Perhatian publik Tanah Air tertuju kepada Komisi Pemberantasan Korupsi (KPK) beberapa waktu ke belakang. Hal ini tentu saja terkait dengan polemik hasil tes wawasan kebangsaan sebagaimana yang diatur dalam Peraturan Komisi Pemberantasan Korupsi Nomor 1 Tahun 2021 tentang Tata Cara Pengalihan Pegawai Komisi Pemberantasan Korupsi Menjadi Pegawai Aparatur Sipil Negara.

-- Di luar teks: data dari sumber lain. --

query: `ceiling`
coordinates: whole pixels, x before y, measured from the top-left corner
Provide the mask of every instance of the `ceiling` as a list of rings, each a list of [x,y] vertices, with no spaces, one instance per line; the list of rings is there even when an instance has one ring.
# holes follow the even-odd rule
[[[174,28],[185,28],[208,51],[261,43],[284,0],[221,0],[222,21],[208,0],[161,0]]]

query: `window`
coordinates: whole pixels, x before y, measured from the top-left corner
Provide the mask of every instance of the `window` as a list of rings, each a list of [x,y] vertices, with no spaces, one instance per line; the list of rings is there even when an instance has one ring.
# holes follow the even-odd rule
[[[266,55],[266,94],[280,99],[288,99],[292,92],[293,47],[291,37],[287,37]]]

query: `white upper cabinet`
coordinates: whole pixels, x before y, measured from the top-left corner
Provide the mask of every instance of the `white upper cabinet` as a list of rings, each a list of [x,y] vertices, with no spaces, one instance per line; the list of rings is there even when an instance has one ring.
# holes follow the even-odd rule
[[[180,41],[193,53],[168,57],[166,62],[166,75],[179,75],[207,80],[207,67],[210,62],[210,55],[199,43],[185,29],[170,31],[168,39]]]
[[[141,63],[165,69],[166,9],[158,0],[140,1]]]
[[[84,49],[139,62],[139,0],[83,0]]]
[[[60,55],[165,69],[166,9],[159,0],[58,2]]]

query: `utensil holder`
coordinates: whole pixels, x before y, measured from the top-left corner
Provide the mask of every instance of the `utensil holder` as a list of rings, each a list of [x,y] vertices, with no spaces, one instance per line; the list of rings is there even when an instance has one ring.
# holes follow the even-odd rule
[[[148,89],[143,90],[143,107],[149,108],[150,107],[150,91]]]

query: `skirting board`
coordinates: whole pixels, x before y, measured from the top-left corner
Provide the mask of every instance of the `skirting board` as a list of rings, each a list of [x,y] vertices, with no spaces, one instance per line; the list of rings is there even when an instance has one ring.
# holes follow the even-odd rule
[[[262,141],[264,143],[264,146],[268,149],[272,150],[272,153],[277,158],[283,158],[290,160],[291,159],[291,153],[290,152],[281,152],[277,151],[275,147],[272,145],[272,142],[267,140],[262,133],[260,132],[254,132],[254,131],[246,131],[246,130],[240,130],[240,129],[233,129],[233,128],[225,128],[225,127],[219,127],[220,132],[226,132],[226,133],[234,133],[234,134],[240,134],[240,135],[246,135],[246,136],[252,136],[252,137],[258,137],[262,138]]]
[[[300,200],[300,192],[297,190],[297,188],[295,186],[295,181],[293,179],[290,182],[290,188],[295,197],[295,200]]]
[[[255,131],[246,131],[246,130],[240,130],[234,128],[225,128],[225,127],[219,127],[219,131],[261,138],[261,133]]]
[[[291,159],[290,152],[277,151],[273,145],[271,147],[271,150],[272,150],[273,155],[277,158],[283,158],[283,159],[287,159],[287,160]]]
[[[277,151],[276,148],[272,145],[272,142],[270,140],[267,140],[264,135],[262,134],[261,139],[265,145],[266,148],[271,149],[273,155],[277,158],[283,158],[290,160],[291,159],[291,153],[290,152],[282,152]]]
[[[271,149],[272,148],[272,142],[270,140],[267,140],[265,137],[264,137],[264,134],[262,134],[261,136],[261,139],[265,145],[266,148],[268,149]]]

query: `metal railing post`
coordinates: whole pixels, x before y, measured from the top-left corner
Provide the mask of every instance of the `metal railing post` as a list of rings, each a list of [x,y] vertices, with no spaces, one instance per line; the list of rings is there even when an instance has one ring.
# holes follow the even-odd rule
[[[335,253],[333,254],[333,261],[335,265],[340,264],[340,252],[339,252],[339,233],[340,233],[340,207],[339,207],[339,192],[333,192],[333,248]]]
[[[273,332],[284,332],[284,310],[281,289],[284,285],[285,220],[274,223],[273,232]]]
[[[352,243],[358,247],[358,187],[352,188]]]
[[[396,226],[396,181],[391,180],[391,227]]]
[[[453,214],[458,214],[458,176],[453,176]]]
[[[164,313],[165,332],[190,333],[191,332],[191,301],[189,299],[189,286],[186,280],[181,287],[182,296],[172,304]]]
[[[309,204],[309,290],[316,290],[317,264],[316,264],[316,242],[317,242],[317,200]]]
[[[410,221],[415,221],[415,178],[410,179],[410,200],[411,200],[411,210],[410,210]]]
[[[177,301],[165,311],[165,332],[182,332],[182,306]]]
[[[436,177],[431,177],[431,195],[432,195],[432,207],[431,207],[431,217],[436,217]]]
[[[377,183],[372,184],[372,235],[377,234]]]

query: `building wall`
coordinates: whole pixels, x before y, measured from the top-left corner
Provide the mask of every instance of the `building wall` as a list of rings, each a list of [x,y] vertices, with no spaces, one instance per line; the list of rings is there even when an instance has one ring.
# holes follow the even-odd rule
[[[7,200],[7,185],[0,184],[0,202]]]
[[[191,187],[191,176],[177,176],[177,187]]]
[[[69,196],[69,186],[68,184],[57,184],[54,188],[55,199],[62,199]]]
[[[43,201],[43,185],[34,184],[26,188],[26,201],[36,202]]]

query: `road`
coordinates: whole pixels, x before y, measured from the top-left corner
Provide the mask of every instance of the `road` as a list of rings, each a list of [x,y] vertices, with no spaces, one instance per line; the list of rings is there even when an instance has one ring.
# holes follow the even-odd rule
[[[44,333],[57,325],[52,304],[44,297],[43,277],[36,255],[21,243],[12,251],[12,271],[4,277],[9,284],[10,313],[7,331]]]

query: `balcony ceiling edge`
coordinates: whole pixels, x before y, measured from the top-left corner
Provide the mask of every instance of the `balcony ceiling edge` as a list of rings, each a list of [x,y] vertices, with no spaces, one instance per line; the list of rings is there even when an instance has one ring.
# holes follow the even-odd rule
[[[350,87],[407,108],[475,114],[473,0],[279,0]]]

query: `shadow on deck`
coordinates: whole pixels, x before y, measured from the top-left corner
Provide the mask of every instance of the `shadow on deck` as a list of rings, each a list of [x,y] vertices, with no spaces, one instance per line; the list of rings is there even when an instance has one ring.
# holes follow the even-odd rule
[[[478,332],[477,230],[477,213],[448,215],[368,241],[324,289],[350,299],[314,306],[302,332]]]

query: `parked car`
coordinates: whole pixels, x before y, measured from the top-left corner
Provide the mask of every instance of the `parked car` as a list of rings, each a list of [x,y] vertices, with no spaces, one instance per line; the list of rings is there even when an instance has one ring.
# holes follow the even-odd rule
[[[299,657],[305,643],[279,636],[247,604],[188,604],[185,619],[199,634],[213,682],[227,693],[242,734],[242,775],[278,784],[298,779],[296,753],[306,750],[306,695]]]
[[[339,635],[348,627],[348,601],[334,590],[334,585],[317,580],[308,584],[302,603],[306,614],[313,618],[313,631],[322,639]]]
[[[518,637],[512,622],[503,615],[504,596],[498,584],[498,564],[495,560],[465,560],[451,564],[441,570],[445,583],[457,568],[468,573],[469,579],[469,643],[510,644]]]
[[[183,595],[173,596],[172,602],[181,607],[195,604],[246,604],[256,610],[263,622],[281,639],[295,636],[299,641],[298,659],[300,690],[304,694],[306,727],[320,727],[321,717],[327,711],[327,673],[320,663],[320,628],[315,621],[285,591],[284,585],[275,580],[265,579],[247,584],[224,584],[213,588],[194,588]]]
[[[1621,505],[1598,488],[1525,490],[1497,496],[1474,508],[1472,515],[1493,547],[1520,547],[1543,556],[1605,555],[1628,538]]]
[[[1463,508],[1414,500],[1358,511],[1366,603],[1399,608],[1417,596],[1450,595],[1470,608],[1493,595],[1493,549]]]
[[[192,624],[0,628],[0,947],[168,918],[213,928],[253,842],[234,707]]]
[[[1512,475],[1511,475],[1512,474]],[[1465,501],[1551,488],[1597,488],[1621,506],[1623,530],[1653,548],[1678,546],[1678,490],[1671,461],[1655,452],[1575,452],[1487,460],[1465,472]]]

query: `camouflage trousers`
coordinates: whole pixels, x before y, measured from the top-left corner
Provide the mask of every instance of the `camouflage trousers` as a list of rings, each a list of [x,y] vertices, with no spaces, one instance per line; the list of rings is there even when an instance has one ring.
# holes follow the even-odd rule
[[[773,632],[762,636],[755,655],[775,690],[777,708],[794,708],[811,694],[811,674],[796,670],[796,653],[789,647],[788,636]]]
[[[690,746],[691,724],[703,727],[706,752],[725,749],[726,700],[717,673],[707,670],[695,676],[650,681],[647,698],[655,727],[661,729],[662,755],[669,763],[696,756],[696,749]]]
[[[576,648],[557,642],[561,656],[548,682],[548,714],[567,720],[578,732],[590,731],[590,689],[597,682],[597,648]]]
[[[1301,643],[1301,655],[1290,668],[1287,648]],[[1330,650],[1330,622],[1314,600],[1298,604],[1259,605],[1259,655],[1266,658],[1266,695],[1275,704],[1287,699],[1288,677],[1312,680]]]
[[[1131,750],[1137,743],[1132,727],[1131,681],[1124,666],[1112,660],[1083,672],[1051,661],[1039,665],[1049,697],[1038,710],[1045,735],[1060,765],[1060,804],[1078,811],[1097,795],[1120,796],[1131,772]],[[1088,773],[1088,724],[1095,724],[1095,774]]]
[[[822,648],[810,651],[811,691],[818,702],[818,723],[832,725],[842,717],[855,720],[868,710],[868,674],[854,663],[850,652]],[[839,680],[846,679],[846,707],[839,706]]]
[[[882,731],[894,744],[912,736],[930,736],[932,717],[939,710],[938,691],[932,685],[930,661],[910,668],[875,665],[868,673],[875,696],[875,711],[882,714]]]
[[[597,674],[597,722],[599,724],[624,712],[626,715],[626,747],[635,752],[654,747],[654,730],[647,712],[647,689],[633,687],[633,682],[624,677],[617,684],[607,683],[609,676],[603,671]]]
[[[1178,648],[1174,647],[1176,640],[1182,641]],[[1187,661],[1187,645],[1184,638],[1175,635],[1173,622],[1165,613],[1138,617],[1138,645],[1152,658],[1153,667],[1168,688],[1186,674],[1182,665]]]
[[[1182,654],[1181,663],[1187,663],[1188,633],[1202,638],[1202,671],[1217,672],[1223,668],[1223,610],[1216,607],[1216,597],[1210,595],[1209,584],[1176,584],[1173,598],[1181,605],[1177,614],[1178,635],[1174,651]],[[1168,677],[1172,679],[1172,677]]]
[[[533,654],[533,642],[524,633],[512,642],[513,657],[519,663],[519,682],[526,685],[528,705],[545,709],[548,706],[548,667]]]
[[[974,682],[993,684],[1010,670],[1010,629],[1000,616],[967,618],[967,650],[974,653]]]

Sebagaimana diketahui, 75 orang pegawai KPK dinyatakan tidak memenuhi syarat untuk beralih status menjadi aparatur sipil negara akibat gagal saat mengikuti tes wawasan kebangsaan. Sebagian orang, terutama pegiat antikorupsi di Tanah Air memandang fakta ini sebagai dampak dari upaya sistematis pelemahan terhadap lembaga pemberantasan korupsi tersebut. Meskipun Pemerintah, DPR, bahkan pimpinan KPK periode ini membantah adanya tuduhan pelemahan sistemik terhadap KPK, hal ini dirasa tidak cukup menjawab kecurigaan publik yang kadung melihat fakta-fakta yang tengah berlangsung.
Jauh sebelum polemik ini berlangsung, Wakil Ketua KPK periode 2011-2015, Bambang Widjojanto dalam pengantar buku Jangan Bunuh KPK (2016) pernah mengungkap tentang adanya berbagai upaya yang ditujukan untuk mendekonstruksi eksistensi KPK. Menurut Bambang, upaya tersebut dapat ditemukan dalam berbagai bentuk, salah satu yang relevan dengan persoalan hari ini adalah upaya mendekonstruksi eksistensi KPK lewat melumpuhkan kapasitas dan merusak kredibilitas sumber daya manusia KPK.
Langkah ini bisa dimulai lewat proses paling awal rekrutmen pimpinan KPK. Menurut Bambang, wujud dari langkah ini adalah terpilihnya pimpinan KPK dan komposisinya yang dinilai bukan merupakan sumber daya terbaik yang dihasilkan dalam proses seleksi pimpinan KPK. Linear dengan deskripsi ini, satu hal yang juga bisa dilihat dari polemik hasil tes wawasan kebangsaan di KPK yang baru saja berlangsung adalah tersingkirnya sejumlah nama-nama pegawai KPK yang selama ini dinilai memiliki kinerja istimewa dalam pemberantasan korupsi di Tanah Air.